LONDON: A man arrested after a Pakistan International Airlines commercial flight from Lahore to London’s Heathrow Airport was diverted to Stansted Airport in southern England has been named as 52-year-old Khalid Baqa of Priory Road, East London.
He has been charged with false representation, an offence under the Fraud Act.
No details of his alleged offence are available but he will appear in Highbury Corner Magistrates’ Court in London on Feb 23.
The PIA flight, PK-757, landed at Stansted escorted by RAF Typhoon fighter jets, which had been scrambled from the nearby Coningsby Royal Air Force base.
It seems the police’s original plan has been to detain Baqa at Heathrow airport but because of the diversion they caught up with him at Stansted instead.
Initial reports said that the plane was diverted because of the actions of a disruptive passenger.

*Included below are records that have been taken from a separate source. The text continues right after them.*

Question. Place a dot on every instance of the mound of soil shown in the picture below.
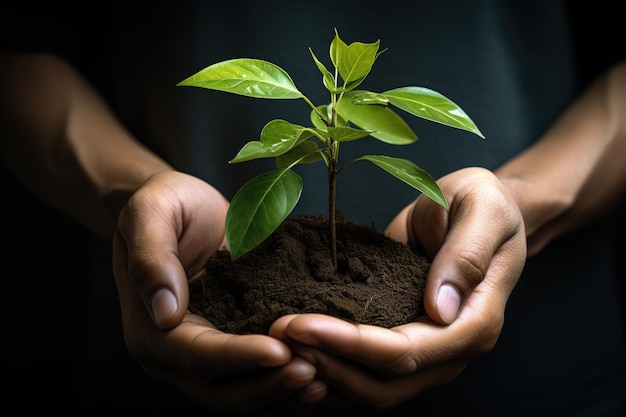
(378, 280)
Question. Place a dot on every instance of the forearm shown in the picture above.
(63, 142)
(576, 171)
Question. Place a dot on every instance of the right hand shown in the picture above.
(165, 234)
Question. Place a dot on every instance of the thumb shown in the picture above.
(478, 240)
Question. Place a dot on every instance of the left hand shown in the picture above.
(478, 250)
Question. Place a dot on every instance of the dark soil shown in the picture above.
(379, 281)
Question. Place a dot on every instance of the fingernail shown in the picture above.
(448, 302)
(163, 305)
(314, 392)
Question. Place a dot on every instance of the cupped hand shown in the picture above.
(165, 235)
(478, 250)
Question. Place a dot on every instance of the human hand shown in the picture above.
(165, 235)
(478, 250)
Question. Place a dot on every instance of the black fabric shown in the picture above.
(512, 66)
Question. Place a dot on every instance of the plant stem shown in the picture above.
(332, 220)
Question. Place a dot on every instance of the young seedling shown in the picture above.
(265, 201)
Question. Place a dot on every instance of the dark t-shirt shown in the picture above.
(512, 66)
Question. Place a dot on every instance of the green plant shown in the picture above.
(264, 202)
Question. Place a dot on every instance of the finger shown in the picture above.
(394, 352)
(483, 224)
(163, 239)
(354, 386)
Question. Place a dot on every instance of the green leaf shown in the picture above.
(259, 207)
(305, 153)
(347, 134)
(353, 61)
(326, 111)
(383, 123)
(431, 105)
(411, 174)
(277, 137)
(367, 97)
(246, 77)
(327, 78)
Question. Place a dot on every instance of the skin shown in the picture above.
(164, 224)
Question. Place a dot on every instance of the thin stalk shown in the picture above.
(332, 221)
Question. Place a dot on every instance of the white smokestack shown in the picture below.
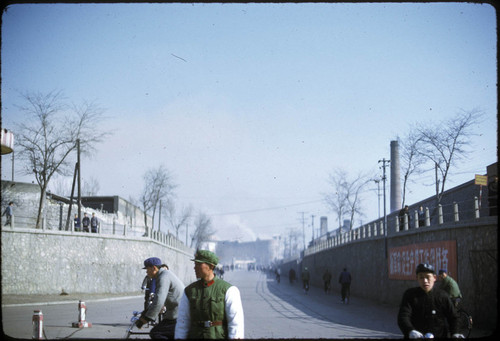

British authorities remain tight-lipped about diversion of PK-757
But speaking to a radio station in the UK, one of the passengers who had been on board PK-757 said there was no apparent problem on the plane.
“There was no-one being disruptive on the plane,’ passenger Naz Amin told LBC, a radio station in London.
Mobile phone pictures taken by fellow passengers also showed that everything was calm as two policemen escorted Baqa off the plane.
It is still not clear why the plane was diverted.
The PIA said in a statement that the UK authorities received a “vague security threat through an anonymous phone call” suggesting there was a problem with the flight.
There is no evidence that the call had anything to do with Mr Baqa having been on board.
PIA spokesman Danyal Gilani confirmed to Dawn that, like other airlines, the PIA also shared its flight manifests with law enforcement officials of other countries.
Yahya Polani, a former chairman of the Travel Agents Association of Pakistan, explained that law enforcement/immigration officials received a final manifest comprising list of those who had been given boarding cards from the airlines concerned after the flight took off.
It is routine for planes involved in security situations to be diverted to Stansted airport.
The plane was held in an area reserved for emergency situations, well away from the main terminal buildings. Emergency vehicles were placed nearby as it landed.
Four years ago Khalid Javed Baqa, father of six, was jailed for two years after pleading guilty to possessing collections of terrorist publications that contained extreme ideology and material relating to violent jihad.